If `beta, R_L and r` are the ac current gain, load resistance and the input resistance of a transistor respectively in CE configuration, the voltage and the power gains respectively are

To find the voltage and power gains in a common emitter (CE) configuration of a transistor, we can follow these steps: ### Step 1: Understand the Definitions - **Current Gain (β)**: This is the ratio of the output current to the input current in a transistor.

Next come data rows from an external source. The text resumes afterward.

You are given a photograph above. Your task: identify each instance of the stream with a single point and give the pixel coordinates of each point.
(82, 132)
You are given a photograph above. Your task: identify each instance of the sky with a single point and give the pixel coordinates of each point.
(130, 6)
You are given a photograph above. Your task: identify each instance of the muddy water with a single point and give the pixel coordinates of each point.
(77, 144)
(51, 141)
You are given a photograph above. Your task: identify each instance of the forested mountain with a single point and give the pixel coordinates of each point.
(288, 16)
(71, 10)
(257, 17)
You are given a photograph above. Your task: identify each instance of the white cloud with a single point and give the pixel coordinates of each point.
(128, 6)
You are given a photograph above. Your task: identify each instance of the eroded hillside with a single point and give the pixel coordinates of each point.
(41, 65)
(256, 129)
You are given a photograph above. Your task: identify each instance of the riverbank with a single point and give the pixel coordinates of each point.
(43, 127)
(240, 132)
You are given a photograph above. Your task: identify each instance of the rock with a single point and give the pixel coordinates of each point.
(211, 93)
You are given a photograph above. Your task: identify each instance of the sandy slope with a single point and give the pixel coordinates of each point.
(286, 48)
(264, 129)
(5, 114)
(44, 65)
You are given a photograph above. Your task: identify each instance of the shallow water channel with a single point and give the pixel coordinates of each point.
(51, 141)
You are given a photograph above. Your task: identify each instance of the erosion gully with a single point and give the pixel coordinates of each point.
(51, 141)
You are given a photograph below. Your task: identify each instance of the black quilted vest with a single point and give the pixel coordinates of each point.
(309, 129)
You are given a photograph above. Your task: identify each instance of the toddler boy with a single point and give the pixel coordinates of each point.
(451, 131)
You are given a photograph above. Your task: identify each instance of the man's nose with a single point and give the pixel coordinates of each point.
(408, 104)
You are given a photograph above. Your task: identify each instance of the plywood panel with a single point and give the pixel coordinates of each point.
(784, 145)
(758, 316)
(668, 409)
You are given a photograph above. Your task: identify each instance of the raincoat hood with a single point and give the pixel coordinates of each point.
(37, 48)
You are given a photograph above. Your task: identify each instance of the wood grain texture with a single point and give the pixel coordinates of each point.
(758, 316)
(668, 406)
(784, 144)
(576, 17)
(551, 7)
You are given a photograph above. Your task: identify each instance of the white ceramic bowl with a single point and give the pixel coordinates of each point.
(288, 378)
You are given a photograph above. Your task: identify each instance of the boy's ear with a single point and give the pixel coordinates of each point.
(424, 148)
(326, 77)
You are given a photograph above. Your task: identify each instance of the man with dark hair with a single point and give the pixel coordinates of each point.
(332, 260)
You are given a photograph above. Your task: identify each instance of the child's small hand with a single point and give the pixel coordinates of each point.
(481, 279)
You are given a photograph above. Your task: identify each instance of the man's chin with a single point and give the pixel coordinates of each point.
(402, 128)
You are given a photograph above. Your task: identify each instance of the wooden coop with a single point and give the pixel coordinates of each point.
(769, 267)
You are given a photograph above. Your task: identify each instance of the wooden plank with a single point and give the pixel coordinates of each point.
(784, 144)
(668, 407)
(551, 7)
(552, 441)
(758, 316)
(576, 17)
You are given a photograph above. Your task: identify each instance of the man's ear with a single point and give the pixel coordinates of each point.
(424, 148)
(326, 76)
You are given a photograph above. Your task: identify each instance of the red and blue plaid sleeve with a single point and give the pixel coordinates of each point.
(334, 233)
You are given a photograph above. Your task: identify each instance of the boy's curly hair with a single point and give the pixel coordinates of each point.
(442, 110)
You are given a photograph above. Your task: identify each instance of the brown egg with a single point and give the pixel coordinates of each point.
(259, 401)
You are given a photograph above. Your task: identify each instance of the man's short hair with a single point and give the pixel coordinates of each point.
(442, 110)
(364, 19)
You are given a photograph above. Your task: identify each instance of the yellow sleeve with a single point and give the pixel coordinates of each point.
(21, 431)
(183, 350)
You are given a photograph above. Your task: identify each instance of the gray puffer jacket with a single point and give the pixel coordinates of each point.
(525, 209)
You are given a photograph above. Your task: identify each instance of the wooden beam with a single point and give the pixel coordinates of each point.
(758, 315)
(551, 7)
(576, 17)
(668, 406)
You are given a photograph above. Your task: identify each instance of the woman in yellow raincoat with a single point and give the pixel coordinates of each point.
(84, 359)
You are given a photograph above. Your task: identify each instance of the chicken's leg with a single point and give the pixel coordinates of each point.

In CE configuration, it is denoted as β. - **Load Resistance (R_L)**: This is the resistance connected to the output of the transistor. - **Input Resistance (r)**: This is the resistance seen by the input signal at the base of the transistor. ### Step 2: Calculate the Resistance Gain The resistance gain (R_gain) can be calculated using the formula: \[ R_{\text{gain}} = \frac{R_L}{r} \] This represents the ratio of the load resistance to the input resistance. ### Step 3: Calculate the Voltage Gain The voltage gain (V_gain) in a CE configuration can be expressed as: \[ V_{\text{gain}} = \beta \times R_{\text{gain}} \] Substituting the expression for resistance gain, we get: \[ V_{\text{gain}} = \beta \times \frac{R_L}{r} \] Thus, the voltage gain can be written as: \[ V_{\text{gain}} = \frac{\beta R_L}{r} \] ### Step 4: Calculate the Power Gain The power gain (P_gain) can be calculated using the formula: \[ P_{\text{gain}} = \text{(Current Gain)}^2 \times \text{(Resistance Gain)} \] Substituting the values, we have: \[ P_{\text{gain}} = \beta^2 \times \frac{R_L}{r} \] ### Final Results - **Voltage Gain**: \[ V_{\text{gain}} = \frac{\beta R_L}{r} \] - **Power Gain**: \[ P_{\text{gain}} = \frac{\beta^2 R_L}{r} \]